What about Oxfordians? Are they beyond the pale? I think so, but this raises some interesting issues of who gets to decide.
Yes, last I checked all questions about the authorship of Shakespeare's plays are out of bounds. That's a really good example, actually, and I should have put it in the post.
It's "the discourse" that decides, an emergent consensus. The consensus can change, of course, but that amounts to a "paradigm shift".
As all scholars on the fringe are quick to remind you: in Galileo's day it was beyond the pale to suggest that the Earth moves. But as Feyerabend and others have countered: Galileo may ultimately have been right, but his evidence wasn't really very good.

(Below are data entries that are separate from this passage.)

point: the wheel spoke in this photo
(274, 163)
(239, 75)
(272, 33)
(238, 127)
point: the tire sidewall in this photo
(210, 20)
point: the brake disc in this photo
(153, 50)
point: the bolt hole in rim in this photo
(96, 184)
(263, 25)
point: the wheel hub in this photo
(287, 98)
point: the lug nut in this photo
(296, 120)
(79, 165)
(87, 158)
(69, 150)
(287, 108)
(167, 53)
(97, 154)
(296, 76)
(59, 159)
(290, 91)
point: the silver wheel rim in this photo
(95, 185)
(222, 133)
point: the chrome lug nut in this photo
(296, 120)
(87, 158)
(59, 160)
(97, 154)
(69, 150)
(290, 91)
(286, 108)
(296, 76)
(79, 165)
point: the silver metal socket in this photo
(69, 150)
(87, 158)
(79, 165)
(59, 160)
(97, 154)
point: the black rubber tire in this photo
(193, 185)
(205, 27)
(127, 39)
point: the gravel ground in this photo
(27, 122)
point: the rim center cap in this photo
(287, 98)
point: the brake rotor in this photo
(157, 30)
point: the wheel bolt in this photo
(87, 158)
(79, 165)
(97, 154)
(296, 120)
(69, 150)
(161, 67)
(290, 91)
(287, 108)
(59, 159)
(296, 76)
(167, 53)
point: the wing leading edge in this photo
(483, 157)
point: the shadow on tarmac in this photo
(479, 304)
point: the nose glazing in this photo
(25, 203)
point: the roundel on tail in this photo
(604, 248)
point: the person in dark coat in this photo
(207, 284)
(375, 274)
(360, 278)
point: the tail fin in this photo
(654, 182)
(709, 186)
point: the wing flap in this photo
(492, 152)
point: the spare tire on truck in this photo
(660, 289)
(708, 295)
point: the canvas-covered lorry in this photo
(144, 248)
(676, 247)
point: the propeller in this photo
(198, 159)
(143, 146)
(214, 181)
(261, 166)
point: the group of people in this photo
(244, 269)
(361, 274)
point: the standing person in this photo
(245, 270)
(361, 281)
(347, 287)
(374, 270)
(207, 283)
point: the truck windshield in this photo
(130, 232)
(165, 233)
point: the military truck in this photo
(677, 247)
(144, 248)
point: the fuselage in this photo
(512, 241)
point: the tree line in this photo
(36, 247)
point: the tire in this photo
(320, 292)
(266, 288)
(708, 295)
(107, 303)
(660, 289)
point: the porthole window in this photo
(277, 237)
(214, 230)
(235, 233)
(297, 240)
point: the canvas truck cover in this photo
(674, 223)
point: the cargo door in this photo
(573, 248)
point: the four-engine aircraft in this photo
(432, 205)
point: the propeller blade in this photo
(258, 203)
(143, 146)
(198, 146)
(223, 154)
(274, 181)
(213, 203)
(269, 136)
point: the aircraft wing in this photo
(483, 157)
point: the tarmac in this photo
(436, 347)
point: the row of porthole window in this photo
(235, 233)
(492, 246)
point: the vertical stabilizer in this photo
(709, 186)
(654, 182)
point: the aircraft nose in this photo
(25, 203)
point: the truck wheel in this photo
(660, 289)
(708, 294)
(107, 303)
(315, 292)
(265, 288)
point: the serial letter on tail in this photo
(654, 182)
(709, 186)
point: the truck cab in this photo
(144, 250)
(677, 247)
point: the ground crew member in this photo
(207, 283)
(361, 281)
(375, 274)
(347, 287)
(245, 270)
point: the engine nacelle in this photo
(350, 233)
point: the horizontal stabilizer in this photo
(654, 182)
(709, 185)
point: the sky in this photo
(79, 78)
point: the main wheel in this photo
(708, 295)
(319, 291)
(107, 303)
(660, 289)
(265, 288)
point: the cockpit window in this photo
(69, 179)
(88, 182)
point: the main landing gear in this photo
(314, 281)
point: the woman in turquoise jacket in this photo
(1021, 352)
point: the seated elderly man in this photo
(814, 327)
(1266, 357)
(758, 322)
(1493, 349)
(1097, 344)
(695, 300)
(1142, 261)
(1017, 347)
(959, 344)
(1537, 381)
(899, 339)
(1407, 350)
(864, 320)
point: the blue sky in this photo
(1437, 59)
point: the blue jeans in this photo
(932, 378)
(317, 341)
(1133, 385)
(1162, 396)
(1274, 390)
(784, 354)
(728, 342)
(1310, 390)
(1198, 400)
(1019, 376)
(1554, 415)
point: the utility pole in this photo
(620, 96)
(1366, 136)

Galileo: Here's a fascinating book about his time: The Sun in the Church, by J. L. Heilbron. It turns out that some of the best astronomy at the time was being sponsored by the Catholic Church itself, because of the need for everyone to determine the date of Easter precisely without having to communicate with Rome every year about it. It may have been beyond the pale for Galileo to insist that the earth *really* moved, but it was acceptable to use the mathematics that suggested that it was.
I think there's an important distinction here between the allowable range of belief and the allowable range of expression. It's probably okay to be a scholar of Elizabethan drama and personally believe that Hamlet and Macbeth were written by the Earl of Oxford. You can even entertain your dinner guests (including your department head and dean) with your crazy theories. But if you try to publish those ideas, you begin to marginalize yourself.
That's very much what happened to Galileo. He insisted on going public with his views, rather than (as he was explicitly allowed to) work quietly within the establishment with the "theoretical" assumption that the Earth moves.
Galileo was simply impatient with orthodoxy. That's really the mark of a kook. (I want to make it clear that I love kooks, by the way. I think we need them more than they need us.)